Find the [dataset here](https://huggingface.co/datasets/grammarly/coedit).

In [None]:
# Download the dataset
! wget "https://huggingface.co/datasets/grammarly/coedit/resolve/main/train.jsonl"

--2024-02-26 03:38:04--  https://huggingface.co/datasets/grammarly/coedit/resolve/main/train.jsonl
Resolving huggingface.co (huggingface.co)... 108.138.246.67, 108.138.246.71, 108.138.246.79, ...
Connecting to huggingface.co (huggingface.co)|108.138.246.67|:443... connected.
HTTP request sent, awaiting response... 302 Found
Location: https://cdn-lfs.huggingface.co/repos/30/91/3091c2c741f77a2f5aa8986b13e4fb2c3658ab3ebc30ecaa5f6890e60939bdf9/2913249158d6a178dc638e870212ff8a432d128eb6b4bdbe969ee805e6063ce3?response-content-disposition=attachment%3B+filename*%3DUTF-8%27%27train.jsonl%3B+filename%3D%22train.jsonl%22%3B&Expires=1709177885&Policy=eyJTdGF0ZW1lbnQiOlt7IkNvbmRpdGlvbiI6eyJEYXRlTGVzc1RoYW4iOnsiQVdTOkVwb2NoVGltZSI6MTcwOTE3Nzg4NX19LCJSZXNvdXJjZSI6Imh0dHBzOi8vY2RuLWxmcy5odWdnaW5nZmFjZS5jby9yZXBvcy8zMC85MS8zMDkxYzJjNzQxZjc3YTJmNWFhODk4NmIxM2U0ZmIyYzM2NThhYjNlYmMzMGVjYWE1ZjY4OTBlNjA5MzliZGY5LzI5MTMyNDkxNThkNmExNzhkYzYzOGU4NzAyMTJmZjhhNDMyZDEyOGViNmI0YmRiZTk2OWVlODA1ZTYwNjNjZTM%7EcmVzcG

### Get a subset of the dataset

In [None]:
# we will use subset of the dataset focused on making text more coherent
phrase = "coherent"

# instantiate python list where we will store correct subset of dataset
dataset_list = []

# create subset of dataset
with jsonlines.open('train.jsonl') as f:
    for line in f.iter():
        if phrase in line['src'].split(":")[0]:
            dataset_list.append(line)

# Split data into training and test
dataset_list_train = dataset_list[:800]
dataset_list_test = dataset_list[800:]

print("Total number of examples:", len(dataset_list))
print("Number of examples in training set:", len(dataset_list_train))
print("Number of examples in the test set:", len(dataset_list_test))

Total number of examples: 927
Number of examples in training set: 800
Number of examples in the test set: 127


### Preview the dataset

In [None]:
# print the first ten prompts and corresponding responses
for item in dataset_list_train[:10]:
    print(item["src"])
    print(item["tgt"])
    print("-"*50)

Make the text coherent: The Bank's main strategy is to further expand its network and increase its lending activities with particular focus on the SME sector.

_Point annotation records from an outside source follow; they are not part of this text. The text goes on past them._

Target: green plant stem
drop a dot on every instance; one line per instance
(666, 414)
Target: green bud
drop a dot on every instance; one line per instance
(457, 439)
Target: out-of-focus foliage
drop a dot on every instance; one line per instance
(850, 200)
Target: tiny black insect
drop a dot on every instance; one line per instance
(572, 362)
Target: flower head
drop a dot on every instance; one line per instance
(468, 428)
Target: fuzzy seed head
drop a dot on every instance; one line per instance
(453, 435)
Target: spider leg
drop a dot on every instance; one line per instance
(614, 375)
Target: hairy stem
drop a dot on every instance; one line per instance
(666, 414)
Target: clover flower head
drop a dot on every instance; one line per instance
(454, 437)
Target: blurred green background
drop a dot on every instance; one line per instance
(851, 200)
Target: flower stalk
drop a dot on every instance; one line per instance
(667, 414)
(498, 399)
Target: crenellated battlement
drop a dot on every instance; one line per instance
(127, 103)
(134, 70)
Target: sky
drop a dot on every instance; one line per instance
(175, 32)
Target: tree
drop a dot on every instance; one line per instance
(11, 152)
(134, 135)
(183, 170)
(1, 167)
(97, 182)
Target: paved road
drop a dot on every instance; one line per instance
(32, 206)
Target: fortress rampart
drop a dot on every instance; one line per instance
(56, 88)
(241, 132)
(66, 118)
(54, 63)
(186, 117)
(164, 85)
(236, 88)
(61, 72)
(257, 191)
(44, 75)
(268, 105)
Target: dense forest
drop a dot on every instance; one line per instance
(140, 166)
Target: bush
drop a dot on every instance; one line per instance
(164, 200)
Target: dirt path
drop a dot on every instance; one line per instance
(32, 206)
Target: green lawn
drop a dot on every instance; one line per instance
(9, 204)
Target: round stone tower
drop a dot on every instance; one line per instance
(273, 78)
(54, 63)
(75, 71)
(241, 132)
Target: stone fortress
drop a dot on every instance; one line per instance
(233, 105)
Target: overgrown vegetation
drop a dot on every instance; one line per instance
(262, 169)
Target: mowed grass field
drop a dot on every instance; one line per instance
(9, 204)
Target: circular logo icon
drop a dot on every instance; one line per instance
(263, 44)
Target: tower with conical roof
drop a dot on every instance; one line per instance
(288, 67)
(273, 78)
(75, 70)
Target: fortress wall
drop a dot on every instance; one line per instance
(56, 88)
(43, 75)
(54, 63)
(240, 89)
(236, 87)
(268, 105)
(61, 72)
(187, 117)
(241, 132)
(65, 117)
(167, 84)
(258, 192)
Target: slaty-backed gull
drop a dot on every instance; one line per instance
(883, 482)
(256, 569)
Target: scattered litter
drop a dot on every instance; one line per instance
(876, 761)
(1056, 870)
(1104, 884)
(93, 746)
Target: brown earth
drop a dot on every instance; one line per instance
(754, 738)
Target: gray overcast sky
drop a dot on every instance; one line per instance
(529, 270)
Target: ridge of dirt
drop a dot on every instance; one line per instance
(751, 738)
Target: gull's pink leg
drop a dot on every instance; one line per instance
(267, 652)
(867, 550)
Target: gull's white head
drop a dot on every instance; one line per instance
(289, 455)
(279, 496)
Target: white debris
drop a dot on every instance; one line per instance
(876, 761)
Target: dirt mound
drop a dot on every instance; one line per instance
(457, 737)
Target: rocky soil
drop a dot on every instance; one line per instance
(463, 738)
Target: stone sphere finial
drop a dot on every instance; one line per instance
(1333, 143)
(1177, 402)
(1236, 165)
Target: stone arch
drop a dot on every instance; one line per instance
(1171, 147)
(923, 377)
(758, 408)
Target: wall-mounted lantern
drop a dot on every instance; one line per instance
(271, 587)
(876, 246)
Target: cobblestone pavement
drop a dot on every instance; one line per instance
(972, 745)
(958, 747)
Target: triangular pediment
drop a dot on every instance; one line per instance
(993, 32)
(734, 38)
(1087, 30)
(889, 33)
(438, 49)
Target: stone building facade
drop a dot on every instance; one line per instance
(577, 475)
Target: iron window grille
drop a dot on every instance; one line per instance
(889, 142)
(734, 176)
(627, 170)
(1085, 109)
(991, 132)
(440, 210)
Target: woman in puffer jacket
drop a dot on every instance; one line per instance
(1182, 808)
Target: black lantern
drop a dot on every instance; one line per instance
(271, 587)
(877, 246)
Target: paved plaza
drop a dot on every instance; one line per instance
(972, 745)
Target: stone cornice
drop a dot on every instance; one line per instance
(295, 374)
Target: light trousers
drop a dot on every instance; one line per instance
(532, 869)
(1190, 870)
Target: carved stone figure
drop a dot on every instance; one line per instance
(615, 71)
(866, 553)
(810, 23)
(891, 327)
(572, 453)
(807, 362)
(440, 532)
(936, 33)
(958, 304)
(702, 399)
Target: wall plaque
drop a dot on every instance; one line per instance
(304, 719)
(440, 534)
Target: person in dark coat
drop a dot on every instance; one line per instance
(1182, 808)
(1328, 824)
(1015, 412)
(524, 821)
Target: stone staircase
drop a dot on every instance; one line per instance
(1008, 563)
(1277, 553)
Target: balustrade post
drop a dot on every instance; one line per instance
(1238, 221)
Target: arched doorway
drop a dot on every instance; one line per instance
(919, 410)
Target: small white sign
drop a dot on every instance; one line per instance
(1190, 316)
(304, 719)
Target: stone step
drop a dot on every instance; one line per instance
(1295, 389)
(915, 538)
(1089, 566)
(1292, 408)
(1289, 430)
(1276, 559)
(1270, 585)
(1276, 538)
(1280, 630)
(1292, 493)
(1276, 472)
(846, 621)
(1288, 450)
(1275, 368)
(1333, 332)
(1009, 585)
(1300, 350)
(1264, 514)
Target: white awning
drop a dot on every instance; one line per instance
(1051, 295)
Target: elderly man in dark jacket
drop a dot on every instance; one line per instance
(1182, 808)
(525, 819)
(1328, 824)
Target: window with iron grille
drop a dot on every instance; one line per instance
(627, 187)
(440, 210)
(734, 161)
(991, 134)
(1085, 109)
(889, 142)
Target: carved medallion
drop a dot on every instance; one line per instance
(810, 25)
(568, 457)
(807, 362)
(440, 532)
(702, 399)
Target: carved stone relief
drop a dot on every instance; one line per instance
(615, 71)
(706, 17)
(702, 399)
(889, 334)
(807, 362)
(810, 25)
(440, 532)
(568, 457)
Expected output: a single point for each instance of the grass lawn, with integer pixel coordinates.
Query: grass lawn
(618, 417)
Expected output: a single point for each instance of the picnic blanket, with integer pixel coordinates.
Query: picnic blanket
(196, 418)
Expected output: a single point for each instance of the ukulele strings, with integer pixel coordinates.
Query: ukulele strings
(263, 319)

The EBRD helps Bank, by developing and financing Bank's portfolio of and strengthening the bank's funding base.
The Bank's main strategy is to further expand its network and increase its lending activities with particular focus on the SME sector. The EBRD helps Union Bank, by developing and financing its portfolio of and strengthening the bank's funding base.
--------------------------------------------------
Make the text coherent: It was not illegal under international law ; captured foreign sailors were released. Confederates went to prison camps.
It was not illegal under international law ; captured foreign sailors were released, while Confederates went to prison camps.
--------------------------------------------------
Make the text coherent: The Union blockade was a powerful weapon that eventually ruined the Southern econom

### Prepare the dataset for Cohere's Chat endpoint

In [None]:
# arranges the data to suit Cohere's format
def create_chat_ft_data(preamble, user_message, chatbot_message):
    formatted_data = {
        "messages": [
            {
                "role": "System",
                "content": preamble
            },
            {
                "role": "User",
                "content": user_message
            },
            {
                "role": "Chatbot",
                "content": chatbot_message
            }
        ]
    }

    return formatted_data

preamble = "You are a writing assistant that helps the user write coherent text."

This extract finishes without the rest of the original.